その中でブテリン氏は今回、「セキュリティのための形式検証」というパートで、最近注視されている北朝鮮に関連する攻撃やAIモデル「クロード・ミュトス(Claude Mythos)に言及した。
ブテリン氏は、コンピューターのコードに潜むバグについて、変更不可能なブロックチェーンのスマートコントラクトに仮想通貨を預け、そこから北朝鮮の関連組織が自動的に資産を引き出すことが可能で、なおかつバグが原因であるために救済手段がない時に恐怖が増すと指摘している。
また、クロード・ミュトスのような強力なAIモデルが登場し、さらに改良が重ねられて自動的にバグを発見できるようになれば、さらに恐怖感が高まるとも指摘。他にも、ゼロ知識証明にバグが含まれている場合の恐ろしさにも触れた。
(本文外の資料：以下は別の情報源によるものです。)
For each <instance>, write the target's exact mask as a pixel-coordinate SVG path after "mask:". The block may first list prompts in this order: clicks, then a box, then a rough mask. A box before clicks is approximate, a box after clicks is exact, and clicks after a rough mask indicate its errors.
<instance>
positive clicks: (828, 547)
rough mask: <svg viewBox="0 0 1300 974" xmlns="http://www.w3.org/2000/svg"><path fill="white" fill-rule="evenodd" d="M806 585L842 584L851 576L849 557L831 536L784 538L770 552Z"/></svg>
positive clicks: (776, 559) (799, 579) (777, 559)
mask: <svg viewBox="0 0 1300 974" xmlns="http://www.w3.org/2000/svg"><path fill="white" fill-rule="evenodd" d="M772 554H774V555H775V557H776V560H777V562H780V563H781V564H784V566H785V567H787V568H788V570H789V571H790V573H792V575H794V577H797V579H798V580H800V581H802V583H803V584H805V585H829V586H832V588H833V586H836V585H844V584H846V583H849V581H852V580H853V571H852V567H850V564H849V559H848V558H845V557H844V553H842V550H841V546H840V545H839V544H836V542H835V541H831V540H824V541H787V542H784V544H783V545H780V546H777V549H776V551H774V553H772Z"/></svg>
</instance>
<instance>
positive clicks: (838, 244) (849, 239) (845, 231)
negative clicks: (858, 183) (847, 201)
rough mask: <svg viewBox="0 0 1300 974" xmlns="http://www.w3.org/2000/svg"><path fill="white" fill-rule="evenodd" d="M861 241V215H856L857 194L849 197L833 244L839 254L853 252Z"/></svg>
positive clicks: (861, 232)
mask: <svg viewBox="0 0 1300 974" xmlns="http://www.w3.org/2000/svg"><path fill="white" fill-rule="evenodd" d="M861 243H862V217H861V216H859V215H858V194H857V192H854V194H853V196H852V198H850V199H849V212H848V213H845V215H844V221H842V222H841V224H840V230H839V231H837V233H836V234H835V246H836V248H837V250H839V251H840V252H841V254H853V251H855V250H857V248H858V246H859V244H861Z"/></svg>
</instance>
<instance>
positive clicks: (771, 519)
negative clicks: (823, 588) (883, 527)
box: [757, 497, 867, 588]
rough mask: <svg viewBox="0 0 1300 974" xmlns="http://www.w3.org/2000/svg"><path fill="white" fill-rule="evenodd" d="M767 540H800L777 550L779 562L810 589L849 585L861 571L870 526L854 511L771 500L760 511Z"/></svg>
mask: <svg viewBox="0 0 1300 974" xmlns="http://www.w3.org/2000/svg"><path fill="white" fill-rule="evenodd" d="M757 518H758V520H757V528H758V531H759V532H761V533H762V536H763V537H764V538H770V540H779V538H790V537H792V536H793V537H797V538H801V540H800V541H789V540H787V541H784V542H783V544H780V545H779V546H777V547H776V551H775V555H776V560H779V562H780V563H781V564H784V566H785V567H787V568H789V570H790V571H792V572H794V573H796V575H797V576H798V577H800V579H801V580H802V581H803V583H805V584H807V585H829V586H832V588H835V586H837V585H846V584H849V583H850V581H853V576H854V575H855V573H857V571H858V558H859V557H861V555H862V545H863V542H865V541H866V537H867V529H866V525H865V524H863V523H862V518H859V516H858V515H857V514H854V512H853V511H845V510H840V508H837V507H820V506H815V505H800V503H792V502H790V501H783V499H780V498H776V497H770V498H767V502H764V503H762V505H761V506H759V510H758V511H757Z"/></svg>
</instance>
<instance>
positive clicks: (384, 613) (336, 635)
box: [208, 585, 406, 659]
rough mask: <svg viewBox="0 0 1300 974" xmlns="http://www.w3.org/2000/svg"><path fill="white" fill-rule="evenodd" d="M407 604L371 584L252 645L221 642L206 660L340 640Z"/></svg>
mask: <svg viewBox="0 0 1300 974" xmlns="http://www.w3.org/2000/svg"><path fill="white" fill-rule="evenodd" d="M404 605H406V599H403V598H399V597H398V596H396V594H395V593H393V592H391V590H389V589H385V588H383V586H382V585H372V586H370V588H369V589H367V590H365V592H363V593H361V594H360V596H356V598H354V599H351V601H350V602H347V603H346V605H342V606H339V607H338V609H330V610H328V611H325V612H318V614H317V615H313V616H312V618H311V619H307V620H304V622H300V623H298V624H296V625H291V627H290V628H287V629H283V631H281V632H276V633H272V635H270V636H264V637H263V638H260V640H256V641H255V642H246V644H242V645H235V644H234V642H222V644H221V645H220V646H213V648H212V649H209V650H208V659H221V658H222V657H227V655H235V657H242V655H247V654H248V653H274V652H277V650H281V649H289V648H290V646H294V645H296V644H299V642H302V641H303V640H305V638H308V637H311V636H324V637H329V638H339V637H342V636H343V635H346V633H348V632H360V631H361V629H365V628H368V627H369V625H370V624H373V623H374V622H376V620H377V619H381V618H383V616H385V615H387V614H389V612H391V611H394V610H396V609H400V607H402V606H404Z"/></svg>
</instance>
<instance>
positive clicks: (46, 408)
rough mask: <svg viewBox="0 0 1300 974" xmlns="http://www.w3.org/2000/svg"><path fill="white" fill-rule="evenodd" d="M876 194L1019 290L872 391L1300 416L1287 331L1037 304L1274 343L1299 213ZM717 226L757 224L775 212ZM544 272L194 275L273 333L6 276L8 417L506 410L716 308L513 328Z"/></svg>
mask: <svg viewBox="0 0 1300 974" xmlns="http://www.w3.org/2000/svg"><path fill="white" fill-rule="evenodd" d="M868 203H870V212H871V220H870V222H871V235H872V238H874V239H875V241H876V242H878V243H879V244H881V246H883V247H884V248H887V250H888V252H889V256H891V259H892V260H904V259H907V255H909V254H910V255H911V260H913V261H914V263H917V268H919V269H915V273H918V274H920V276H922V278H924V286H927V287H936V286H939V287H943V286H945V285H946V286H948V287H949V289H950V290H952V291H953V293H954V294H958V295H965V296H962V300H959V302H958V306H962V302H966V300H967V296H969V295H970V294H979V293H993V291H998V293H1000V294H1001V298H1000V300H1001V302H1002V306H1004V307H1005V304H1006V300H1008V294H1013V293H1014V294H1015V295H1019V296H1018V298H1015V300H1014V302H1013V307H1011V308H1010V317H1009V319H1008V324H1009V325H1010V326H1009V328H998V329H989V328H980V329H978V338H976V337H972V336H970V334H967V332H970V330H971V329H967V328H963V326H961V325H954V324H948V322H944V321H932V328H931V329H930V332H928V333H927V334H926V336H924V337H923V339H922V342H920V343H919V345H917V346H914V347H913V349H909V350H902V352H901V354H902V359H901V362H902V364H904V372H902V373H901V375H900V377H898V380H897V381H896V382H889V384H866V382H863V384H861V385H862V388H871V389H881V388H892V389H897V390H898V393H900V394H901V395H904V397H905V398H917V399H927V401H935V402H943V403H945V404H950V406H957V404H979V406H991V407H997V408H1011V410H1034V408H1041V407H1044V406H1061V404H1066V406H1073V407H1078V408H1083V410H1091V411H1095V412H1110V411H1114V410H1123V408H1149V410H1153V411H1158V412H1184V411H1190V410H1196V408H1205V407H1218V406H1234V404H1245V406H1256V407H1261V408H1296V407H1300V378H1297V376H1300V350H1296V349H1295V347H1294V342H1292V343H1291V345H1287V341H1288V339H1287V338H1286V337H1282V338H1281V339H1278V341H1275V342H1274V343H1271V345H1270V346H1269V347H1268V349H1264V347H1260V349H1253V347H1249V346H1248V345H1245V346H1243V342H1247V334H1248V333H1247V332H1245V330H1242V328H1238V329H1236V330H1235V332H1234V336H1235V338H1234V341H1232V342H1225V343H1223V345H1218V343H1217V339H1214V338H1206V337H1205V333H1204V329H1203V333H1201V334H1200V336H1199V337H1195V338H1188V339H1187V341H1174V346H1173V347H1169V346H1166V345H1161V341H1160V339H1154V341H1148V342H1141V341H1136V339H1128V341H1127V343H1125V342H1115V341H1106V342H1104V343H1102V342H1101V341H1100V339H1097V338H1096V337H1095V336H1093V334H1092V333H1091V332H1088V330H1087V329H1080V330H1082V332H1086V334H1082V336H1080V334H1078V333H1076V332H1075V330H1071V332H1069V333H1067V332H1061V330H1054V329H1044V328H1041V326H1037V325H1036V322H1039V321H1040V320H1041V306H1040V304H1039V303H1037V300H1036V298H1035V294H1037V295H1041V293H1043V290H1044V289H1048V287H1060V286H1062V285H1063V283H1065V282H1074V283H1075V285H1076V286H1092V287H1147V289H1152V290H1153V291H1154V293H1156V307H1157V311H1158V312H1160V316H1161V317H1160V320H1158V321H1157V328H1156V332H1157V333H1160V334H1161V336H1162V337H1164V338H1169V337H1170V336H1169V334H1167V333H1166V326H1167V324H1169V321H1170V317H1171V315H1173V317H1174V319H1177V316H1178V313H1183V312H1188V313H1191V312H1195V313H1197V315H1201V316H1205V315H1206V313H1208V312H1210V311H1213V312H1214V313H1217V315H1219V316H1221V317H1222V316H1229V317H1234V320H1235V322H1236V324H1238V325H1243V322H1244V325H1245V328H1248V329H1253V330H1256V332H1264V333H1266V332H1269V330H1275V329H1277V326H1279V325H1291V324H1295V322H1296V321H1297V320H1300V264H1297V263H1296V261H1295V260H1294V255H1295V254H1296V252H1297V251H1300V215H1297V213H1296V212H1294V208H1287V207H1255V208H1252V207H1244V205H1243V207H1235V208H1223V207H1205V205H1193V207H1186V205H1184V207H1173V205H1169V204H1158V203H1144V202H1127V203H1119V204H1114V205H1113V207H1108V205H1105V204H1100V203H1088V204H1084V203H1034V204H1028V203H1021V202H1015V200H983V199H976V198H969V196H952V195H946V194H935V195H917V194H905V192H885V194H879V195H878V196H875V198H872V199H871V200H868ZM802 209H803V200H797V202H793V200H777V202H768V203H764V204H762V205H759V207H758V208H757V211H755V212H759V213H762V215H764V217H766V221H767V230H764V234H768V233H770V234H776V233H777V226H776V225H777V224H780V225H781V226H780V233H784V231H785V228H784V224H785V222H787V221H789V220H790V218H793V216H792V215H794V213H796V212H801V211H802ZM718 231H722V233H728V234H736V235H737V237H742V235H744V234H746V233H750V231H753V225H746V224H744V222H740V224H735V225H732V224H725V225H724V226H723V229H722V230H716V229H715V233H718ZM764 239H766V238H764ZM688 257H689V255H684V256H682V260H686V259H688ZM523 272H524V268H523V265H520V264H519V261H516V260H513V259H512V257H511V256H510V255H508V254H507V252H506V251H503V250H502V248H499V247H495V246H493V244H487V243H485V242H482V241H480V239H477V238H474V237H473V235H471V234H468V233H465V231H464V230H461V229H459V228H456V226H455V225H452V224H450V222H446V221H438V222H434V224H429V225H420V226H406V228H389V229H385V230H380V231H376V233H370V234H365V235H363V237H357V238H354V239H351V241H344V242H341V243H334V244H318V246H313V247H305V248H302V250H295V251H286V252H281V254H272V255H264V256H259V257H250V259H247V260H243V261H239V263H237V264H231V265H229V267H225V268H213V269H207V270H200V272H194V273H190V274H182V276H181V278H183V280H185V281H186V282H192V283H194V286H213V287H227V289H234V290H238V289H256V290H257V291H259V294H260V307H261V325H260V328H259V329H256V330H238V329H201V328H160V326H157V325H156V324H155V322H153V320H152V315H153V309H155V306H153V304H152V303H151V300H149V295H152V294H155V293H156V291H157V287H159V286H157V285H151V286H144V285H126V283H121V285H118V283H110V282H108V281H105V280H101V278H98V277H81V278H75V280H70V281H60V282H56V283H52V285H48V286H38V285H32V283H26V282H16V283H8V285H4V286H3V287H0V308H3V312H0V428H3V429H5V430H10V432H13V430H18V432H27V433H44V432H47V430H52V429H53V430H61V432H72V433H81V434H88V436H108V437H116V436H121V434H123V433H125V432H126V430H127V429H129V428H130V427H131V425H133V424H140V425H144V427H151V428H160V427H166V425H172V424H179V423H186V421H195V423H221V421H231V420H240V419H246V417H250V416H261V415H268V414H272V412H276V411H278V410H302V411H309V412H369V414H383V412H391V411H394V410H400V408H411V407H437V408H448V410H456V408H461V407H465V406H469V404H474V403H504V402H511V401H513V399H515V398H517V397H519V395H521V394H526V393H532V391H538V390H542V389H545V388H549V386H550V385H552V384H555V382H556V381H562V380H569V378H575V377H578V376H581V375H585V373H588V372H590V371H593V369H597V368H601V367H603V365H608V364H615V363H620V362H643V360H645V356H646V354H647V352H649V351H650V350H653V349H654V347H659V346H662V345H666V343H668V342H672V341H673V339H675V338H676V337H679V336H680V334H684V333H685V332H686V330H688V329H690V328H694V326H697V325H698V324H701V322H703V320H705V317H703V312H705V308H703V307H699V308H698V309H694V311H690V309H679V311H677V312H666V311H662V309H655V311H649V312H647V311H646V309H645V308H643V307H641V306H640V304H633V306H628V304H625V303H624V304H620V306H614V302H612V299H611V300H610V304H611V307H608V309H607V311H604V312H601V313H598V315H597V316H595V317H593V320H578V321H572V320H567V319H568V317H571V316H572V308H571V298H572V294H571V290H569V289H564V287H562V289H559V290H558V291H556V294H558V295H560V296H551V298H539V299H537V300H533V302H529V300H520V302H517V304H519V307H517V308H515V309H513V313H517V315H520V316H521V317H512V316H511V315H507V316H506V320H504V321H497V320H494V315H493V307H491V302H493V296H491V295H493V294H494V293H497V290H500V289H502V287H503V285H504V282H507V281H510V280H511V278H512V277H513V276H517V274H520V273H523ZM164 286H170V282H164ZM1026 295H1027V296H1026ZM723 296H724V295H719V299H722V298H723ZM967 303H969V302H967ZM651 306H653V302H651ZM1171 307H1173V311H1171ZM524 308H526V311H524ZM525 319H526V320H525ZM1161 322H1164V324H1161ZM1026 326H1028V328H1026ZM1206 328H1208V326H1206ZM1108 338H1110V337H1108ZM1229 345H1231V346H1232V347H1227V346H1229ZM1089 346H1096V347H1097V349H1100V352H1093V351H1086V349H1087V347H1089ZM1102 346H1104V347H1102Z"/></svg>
このような恐怖に対し「唯一の解決策はオープンソースという特徴自体を手放すことだ」などの悲観的な意見もあるが、ブテリン氏は将来的なサイバーセキュリティについて、もっと楽観的な見方をしていると述べている。
強力なAIによるバグの発見という課題は深刻だが、これは過度期の課題であると考えていると説明。事態が落ち着き、新たな安定局面に入れば、以前よりも防御側に有利な状況が生まれるとの見方を示した。
ブテリン氏は、形式的検証は万能薬ではないが、「目的が実装よりもシンプルな場合」に特に有効であると指摘。イーサリアムがこれから実装しようとしている量子耐性のある署名やZK-EVMなどの、展開が極めて困難な技術にも有効性が当てはまるとした。
今回ブテリン氏は形式的検証について、イーサリアムなどの効率性向上につながる活用方法も説明した。具体的には、プログラミング言語を使う開発での活用である。
形式的検証とAIを組み合わせて使うことで、効率性を重視した低級言語を安全に使いやすくなると指摘。ブテリン氏は、この低級言語と人間が理解しやすい高級言語が同じであるかを検証・証明できるようになると説明した。
ブテリン氏が指摘しているように、一般的に機械が理解しやすい低級言語を使った方が開発が相対的に速く効率的に行える。一方、高級言語には人間が理解しやすいというメリットがあり、安全性を高めることが可能だ。
今回ブテリン氏は、形式的検証とAIを活用し、低級言語の効率性と高級言語の読みやすさ・安全性を両立することができうると説明している。
ブテリン氏は最後の段落で、イーサリアムなどのコアな部分においてはバグは避けられないものという従来の常識を覆し、形式的検証によって実際に安全な世界を実現すべきだと主張した。